The complementary experiment was carried out a decade ago in the laboratory of the influential German school working on the origin of life under Manfred Eigen. These workers provided replicase and RNA building blocks in the test-tube, but they did not seed the solution with RNA. Nevertheless, a particular large RNA molecule evolved spontaneously in the test-tube, and the same molecule re-evolved itself again and again in subsequent independent experiments! Careful checking showed that there was no possibility of chance infection by RNA molecules. This is a remarkable result when you consider the statistical improbability of the same large molecule spontaneously arising twice. It is very much more improbable than the spontaneous typing of METHINKS IT IS LIKE A WEASEL. Like that phrase in our computer model, the particular favoured RNA molecule was built up by gradual, cumulative evolution.
The variety of RNA produced, repeatedly, in these experiments was of the same size and structure as the molecules that Spiegelman had produced. But whereas Spiegelman's had evolved by 'degeneration' from naturally occurring, larger, Q-beta viral RNA, those of the Eigen group had built themselves up from almost nothing. This particular formula is well adapted to an environment consisting of test-tubes provided with ready-made replicase. It therefore is converged upon by cumulative selection from two very different starting points. The larger, Q-beta RNA molecules are less well adapted to a test-tube environment but better adapted to the environment provided by E.coli cells.

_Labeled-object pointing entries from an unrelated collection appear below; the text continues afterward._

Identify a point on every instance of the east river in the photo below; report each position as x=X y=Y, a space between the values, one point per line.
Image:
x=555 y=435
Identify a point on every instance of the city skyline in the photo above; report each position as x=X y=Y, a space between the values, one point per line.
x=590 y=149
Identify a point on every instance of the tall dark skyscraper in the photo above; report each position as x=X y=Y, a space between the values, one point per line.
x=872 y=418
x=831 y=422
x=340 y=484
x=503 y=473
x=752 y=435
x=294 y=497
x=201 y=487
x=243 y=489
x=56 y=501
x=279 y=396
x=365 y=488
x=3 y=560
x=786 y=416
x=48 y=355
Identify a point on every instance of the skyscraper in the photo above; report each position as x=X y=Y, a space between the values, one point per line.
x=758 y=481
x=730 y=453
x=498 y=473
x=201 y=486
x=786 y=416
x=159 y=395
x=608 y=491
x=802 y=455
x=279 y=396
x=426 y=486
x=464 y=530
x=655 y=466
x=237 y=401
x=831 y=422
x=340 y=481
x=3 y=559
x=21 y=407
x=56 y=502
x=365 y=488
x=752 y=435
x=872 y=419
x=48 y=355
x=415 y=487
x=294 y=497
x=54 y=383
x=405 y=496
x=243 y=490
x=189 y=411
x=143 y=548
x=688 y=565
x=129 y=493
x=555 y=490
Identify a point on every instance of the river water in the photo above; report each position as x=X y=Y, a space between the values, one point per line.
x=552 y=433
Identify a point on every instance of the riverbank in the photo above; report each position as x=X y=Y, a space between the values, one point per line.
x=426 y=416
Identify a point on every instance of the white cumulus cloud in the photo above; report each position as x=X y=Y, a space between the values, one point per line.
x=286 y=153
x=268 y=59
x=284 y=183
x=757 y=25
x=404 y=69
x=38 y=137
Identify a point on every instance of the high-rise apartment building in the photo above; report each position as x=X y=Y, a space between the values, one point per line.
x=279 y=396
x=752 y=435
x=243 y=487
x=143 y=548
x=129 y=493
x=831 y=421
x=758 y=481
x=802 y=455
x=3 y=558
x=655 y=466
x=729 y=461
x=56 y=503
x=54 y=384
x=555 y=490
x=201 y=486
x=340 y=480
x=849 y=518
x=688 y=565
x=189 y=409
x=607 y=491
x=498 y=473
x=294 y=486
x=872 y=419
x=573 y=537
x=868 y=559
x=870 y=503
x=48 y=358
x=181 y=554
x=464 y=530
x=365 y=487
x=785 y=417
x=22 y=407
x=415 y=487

Experiments such as these help us to appreciate the entirely automatic and non-deliberate nature of natural selection. The replicase 'machines' don't 'know' why they make RNA molecules: it is just a byproduct of their shape that they do. And the RNA molecules themselves don't work out a strategy for getting themselves duplicated. Even if they could think, there is no obvious reason why any thinking entity should be motivated to make copies of itself. If I knew how to make copies of myself, I'm not sure that I would give the project high priority in competition with all the other things I want to do: why should I? But motivation is irrelevant for molecules. It is just that the structure of the viral RNA happens to be such that it makes cellular machinery churn out copies of itself. And if any entity, anywhere in the universe, happens to have the property of being good at making more copies of itself, then automatically more and more copies of that entity will obviously come into existence. Not only that but, since they automatically form lineages and are occasionally miscopied, later versions tend to be 'better' at making copies of themselves than earlier versions, because of the powerful processes of cumulative selection. It is all utterly simple and automatic. It is so predictable as to be almost inevitable.